Entrer dans un roman de Louise Erdrich, c’est se laisser prendre par la main et quitter le monde tel qu’on le connaît pour pénétrer dans des univers insolites où se mélangent souvent le réel et le merveilleux. Le pique-nique des orphelins ne fait pas exception à la règle. Sur des prémices qui pourraient augurer du pire mélo, elle tisse une tapisserie chatoyante sans jamais tomber dans le misérabilisme.
Nous sommes à Argus, un bled perdu du Dakota du Nord, au début des années 1930. Un jour, Karl et sa sœur Mary, âgés respectivement de quatorze et onze ans, sautent d’un wagon de marchandises pour trouver refuge auprès de leur tante Fritzie après que leur mère les a abandonnés en s’envolant avec un aviateur lors d’une fête foraine. Mais Karl repart aussitôt, laissant sa sœur face à l’inconnu. Ainsi commence la chronique de Mary Adare et de son univers, chronique qui s’étendra sur une quarantaine d’années.

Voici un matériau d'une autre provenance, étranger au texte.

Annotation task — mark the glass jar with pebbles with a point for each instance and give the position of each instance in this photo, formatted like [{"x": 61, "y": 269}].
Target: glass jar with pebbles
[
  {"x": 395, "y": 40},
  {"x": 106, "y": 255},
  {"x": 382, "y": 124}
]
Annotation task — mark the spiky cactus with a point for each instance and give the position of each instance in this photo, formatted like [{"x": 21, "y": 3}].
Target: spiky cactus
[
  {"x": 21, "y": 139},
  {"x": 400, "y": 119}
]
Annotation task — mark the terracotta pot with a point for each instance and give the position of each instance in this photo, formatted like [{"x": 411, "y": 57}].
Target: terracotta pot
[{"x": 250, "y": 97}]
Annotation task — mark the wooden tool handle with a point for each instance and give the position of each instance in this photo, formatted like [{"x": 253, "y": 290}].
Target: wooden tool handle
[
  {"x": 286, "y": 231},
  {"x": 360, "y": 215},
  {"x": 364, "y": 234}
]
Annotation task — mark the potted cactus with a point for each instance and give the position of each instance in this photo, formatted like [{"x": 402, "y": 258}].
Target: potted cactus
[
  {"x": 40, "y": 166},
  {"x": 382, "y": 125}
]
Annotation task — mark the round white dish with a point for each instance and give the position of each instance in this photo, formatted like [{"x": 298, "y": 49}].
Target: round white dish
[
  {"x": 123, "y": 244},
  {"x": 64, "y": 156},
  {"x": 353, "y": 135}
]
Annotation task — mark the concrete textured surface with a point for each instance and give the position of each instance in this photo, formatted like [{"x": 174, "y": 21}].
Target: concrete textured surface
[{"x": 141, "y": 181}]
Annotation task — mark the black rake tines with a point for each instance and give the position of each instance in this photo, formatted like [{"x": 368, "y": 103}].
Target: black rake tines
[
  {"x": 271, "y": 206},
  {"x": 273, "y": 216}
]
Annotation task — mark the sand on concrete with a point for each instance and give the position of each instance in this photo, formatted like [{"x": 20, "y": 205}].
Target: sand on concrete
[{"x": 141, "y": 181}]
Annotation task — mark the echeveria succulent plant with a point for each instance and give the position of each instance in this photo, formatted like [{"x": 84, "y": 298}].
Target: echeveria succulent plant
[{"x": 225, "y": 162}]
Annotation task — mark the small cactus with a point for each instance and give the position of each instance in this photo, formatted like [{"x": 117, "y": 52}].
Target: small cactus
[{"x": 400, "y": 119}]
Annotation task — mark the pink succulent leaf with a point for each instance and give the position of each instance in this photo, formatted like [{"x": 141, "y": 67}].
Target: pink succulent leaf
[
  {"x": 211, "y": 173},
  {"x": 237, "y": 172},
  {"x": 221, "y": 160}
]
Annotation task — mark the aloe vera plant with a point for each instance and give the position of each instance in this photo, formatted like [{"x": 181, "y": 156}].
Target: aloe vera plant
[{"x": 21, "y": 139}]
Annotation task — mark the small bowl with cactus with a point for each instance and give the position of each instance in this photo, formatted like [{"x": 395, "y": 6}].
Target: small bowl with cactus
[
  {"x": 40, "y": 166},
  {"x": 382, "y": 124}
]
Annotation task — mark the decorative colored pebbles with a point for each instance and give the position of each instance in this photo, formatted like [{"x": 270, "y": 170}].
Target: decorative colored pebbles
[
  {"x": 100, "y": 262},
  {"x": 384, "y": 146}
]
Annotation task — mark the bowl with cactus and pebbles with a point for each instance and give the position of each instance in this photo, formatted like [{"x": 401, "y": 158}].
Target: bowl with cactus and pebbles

Acceptée et aimée dans sa famille d’adoption, Mary deviendra, au fil du temps, une femme forte, indépendante et qui ne s’en laisse pas conter. Elle reprendra la boucherie de l’oncle Pete et de tante Fritzie, secondée en cela par Célestine, une Amérindienne chippewa, son amie d’enfance et son plus solide soutien. À ce duo, il faut ajouter Sita, la cousine de Mary qui rêvait de devenir mannequin mais qui finira par sombrer dans la névrose et la neurasthénie.
Autour de ce trio de femmes graviteront des personnages tantôt flamboyants, tantôt brisés : Karl, le météore à l’apparition intermittente, devenu mi-représentant de commerce, mi-vagabond ; Russell, le demi-frère de Célestine, héros de guerre revenu du combat handicapé ; Wallace Pfef, l’amant vaguement honteux de Karl, enrichi par la culture de la betterave ; et surtout Dot, la fille entêtée et violente qu’ont eue ensemble Célestine et Karl à la suite d’une courte union et sur qui tout le monde veille.
Roman choral d’un lyrisme dénué de tout sentimentalisme et construit sur des regards croisés comme en un jeu de miroirs où se réfléchissent petits événements et grandes tragédies, Le pique-nique des orphelins se présente finalement comme la galerie de portraits de quelques admirables femmes fortes et des hommes, plus faibles, qui leur font escorte. Paru en français pour la première fois en 1988 sous le titre de La branche cassée et proposé ici dans une nouvelle et remarquable traduction d’Isabelle Reinharez, ce roman fait, une fois de plus, la démonstration de l’immense talent de Louise Erdrich, qui la situe parmi les plus grands auteurs américains contemporains.